Es zeugt von der fairen wissenschaftlichen Arbeitsweise des Vfs., dass er gegen seine Auffassung sprechende Argumente keineswegs übergeht und einräumt, dass zahlreiche Stellen und Sachverhalte auch auf eine literarische Eigenständigkeit des Ich-Berichts hinweisen könnten. Und ebenso verkennt er nicht, dass es in Bezug auf die Mauerbauliste Neh 3,1-32 Argumente gibt, die zwar eine spätere Einfügung der Liste in den Ich-Bericht ausschließen, nicht aber die Übernahme einer bereits vorhandenen Liste durch den Autor des Ich-Berichts. Für diesen verneint der Vf. dann freilich mit aller Entschiedenheit eine Identität mit Nehemia.

So gern man dem Vf. in seinen anregenden Überlegungen folgen möchte, kommt man doch nicht umhin festzustellen, dass Zweifel an seiner Auffassung bleiben, dass der Wechsel in der Darstellung zwischen Ich-Bericht und Er-Bericht auf denselben Autor, den er in dem Chronisten erblickt, zurückzuführen sei. Die Annahme einer bewussten literarischen Gestaltung und der Hinweis auf Analogien in anderen Schriften reichen hier nicht aus.
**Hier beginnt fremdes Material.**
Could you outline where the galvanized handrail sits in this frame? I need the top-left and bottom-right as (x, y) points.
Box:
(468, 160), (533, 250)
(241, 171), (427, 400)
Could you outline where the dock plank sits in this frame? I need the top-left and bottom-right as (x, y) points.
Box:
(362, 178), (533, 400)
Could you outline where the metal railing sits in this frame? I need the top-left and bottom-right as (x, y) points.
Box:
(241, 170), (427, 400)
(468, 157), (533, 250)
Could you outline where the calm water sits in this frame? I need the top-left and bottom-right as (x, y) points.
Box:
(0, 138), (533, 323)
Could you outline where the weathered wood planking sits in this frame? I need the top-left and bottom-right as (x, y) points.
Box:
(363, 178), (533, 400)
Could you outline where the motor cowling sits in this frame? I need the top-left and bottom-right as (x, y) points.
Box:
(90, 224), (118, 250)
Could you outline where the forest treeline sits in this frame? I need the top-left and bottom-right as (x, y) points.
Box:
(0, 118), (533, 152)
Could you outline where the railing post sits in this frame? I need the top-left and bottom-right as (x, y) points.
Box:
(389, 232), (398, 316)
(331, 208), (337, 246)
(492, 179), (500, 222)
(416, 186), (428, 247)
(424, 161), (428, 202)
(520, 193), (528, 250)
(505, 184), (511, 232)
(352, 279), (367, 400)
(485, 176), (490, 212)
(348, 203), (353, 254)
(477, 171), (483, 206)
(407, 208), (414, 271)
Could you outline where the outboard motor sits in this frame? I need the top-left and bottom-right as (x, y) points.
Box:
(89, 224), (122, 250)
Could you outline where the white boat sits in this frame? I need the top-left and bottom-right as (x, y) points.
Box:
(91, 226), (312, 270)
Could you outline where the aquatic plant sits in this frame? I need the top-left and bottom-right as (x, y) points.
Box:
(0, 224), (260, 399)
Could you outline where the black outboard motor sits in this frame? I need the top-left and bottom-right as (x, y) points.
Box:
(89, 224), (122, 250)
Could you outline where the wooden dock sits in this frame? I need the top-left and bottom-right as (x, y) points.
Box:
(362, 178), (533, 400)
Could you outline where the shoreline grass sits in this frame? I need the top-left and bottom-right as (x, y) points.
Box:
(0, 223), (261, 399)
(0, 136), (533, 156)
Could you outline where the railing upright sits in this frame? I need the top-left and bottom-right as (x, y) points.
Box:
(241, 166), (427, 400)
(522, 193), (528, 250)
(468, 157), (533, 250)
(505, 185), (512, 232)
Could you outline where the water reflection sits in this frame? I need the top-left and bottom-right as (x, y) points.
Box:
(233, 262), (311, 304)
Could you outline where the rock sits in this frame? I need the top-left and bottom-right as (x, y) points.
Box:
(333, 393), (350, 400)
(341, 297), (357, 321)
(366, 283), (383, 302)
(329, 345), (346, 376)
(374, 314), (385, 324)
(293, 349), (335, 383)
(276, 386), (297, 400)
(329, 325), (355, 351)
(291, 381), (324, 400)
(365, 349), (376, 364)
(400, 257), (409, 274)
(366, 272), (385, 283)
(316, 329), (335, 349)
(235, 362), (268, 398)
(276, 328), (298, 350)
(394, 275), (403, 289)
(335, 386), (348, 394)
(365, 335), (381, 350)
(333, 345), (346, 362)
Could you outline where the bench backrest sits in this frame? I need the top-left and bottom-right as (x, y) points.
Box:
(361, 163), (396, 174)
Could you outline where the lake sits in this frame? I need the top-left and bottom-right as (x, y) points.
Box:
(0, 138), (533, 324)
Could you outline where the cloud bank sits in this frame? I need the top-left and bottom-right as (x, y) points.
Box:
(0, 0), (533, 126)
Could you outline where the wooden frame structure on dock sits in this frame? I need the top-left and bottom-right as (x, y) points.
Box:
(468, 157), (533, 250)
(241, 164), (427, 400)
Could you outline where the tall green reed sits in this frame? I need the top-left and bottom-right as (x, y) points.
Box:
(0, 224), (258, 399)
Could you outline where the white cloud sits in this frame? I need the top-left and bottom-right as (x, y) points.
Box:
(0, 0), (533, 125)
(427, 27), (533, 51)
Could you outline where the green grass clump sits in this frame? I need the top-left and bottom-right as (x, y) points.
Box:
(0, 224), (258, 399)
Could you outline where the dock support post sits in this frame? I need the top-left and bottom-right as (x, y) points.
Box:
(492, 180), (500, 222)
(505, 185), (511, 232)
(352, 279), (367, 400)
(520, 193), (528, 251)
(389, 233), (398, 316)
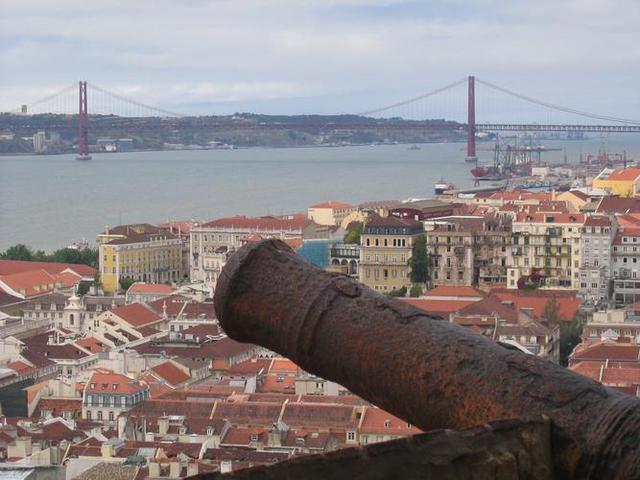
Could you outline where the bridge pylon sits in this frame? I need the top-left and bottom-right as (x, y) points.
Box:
(465, 75), (478, 162)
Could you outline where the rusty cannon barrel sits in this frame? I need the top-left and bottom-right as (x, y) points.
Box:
(214, 240), (640, 479)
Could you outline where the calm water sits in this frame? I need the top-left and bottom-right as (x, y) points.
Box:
(0, 136), (640, 250)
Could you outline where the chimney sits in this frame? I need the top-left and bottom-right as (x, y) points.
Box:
(169, 458), (182, 478)
(158, 417), (169, 435)
(100, 442), (114, 458)
(220, 460), (233, 473)
(187, 460), (198, 477)
(149, 459), (160, 478)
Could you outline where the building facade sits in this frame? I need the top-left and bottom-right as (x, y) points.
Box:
(425, 216), (512, 285)
(611, 228), (640, 305)
(578, 215), (615, 304)
(189, 215), (313, 291)
(359, 215), (424, 292)
(82, 371), (149, 427)
(307, 201), (358, 226)
(507, 212), (585, 290)
(99, 230), (185, 293)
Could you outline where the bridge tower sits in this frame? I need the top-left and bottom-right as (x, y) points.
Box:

Der Studie ist ein knappes Literaturverzeichnis angefügt. Hier liegt bei der Anführung des Artikels zu liska-h eine Verwechslung in der Angabe des Autors vor; dieser Artikel wurde von D(iether) Kellermann, nicht aber von U(lrich) Kellermann abgefasst.

Fussnoten:

1) Becker, J.: Esra-Nehemia (NEB), Würzburg 1990.

2) Becker, J.: 1Chronik (NEB), Würzburg 1986.